The size of the pool of threatened funds is what it is, so the way it is framed  may principally be a rhetorical consideration for future challengers. But in addition, the joint dissent emphasizes the exceptionality of the Medicaid program:  It is “the largest federal program of grants to the States” (Joint Dissent at 39), representing “42.3% of all federal outlays to the States” (id. at 42). “After Medicaid, the next biggest federal funding item is aid to support elementary and secondary education, which . . . equals only 6.6% of all state expenditures combined.” Id. at 40-41. And here is the money quote that will certainly be appearing in government briefs: “The States are far less reliant on federal funding for any other program.” Id. at 40 (emphasis added).

Emphasizing the extraordinary nature of Medicaid is a great way of supporting the conclusion that the Medicaid expansion’s leveraging of pre-ACA Medicaid funds is unduly coercive. That is how the challengers could so effectively argue that if the Medicaid expansion did not run afoul of South Dakota v. Dole’s anti-coercion requirement, no law ever would.

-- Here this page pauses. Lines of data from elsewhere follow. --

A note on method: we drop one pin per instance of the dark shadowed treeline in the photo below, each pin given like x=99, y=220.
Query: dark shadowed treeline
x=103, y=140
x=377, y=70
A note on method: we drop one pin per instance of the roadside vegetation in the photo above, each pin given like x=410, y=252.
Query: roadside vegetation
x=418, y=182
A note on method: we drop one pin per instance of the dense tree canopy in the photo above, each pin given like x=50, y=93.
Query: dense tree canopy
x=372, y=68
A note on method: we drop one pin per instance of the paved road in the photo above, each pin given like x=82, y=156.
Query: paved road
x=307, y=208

Compare State Brief 53 (“If the threatened loss of 100% of federal Medicaid funding . . . is not sufficient to pass the ‘point at which pressure turns into compulsion,’ then the coercion doctrine itself is ‘more rhetoric than fact.’”) (citations omitted); with Joint Dissent 38 (“If the anticoercion rule does not apply in this case, then there is no such rule.”). But it is not especially helpful to Spending Clause challenges down the road, which necessarily will involve programs that lack the dramatic impact of the Medicaid program.

Leaks suggest that that, far from joining any part of the Chief’s opinion, the Joint Dissenters “deliberately ignored Roberts’ decision, . . . as if they were no longer even willing to engage with him in debate.” I suspect those challenging federal legislation will wish the dissenters had joined the relevant portions of the Chief’s opinion to make its favorable framing of the issue the view of a majority of the Court.

As an aside, I was struck by how few references the joint dissent contains to the Chief—a single, parenethetical reference to his opinion in the course of observing that “[s]even Members of the Court agree that the Medicaid Expansion, as enacted by Congress, is unconstitutional.” Joint Dissent 46. The opinion has more references to Justice Roberts, the author of 1936’s United States v. Butler (three, one by name).